What a contrast the Princesses must have found the Russian capital to Cettinje, the capital of Montenegro, where they were born. Cettinje practically consists of an unpretentious palace, a few private houses, an abbey, gaol, arsenal, theatre-which serves also for the State library and national museum-hospital, theological seminary, gymnasium, and a girls' high school maintained at the expense of the Empress of Russia. But in spite of the primitiveness of the capital, the ruggedness of the country, the warlike character of the Montenegrins, whose principal business in life has for generations been to fight the Turks, Queen Helene spent many happy days at Cettinje. Here it was that she developed that fondness for sport and outdoor life which has always been one of her notable characteristics, and which has earned her the name of the Modern Diana. She learned to shoot, fish, and ride, spending her days among the wild mountain passes that look across the Adriatic to Italy. And by so doing she laid the foundation to a splendid constitution, and added not a little to that grace and beauty which caused her to be regarded as the prettiest of her father's six daughters.

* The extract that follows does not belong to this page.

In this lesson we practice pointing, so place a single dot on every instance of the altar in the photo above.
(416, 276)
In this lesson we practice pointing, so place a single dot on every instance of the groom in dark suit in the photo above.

Her fondness for walking and climbing recalls a rather amusing story of a visit she paid to Montenegro after her marriage to King Emmanuel. One day she announced her intention of revisiting on foot the mountains about Cettinje. Her Italian ladies-in-waiting glanced at one another in dismay, and all, with one exception, begged to be excused, and then the request, good-naturedly, was granted. One, however, ambitious for the favour of her mistress, determined to brave all and go. The next morning at six all had gathered except the venturesome lady, who at last appeared in a gown with a train, which, however, had all been carefully pinned up, scent-bottle in hand, and in high-heeled, thin kid slippers. The Queen took in this vision, and remarked smilingly that she looked pale, that evidently she was not feeling well, and had not better undertake so arduous a climb. The hint was accepted. She stayed behind, but lost nothing, as she has since been prime favourite, and often laughs over the incident with her Royal friend, who says, "Never forget again that you are ornamental."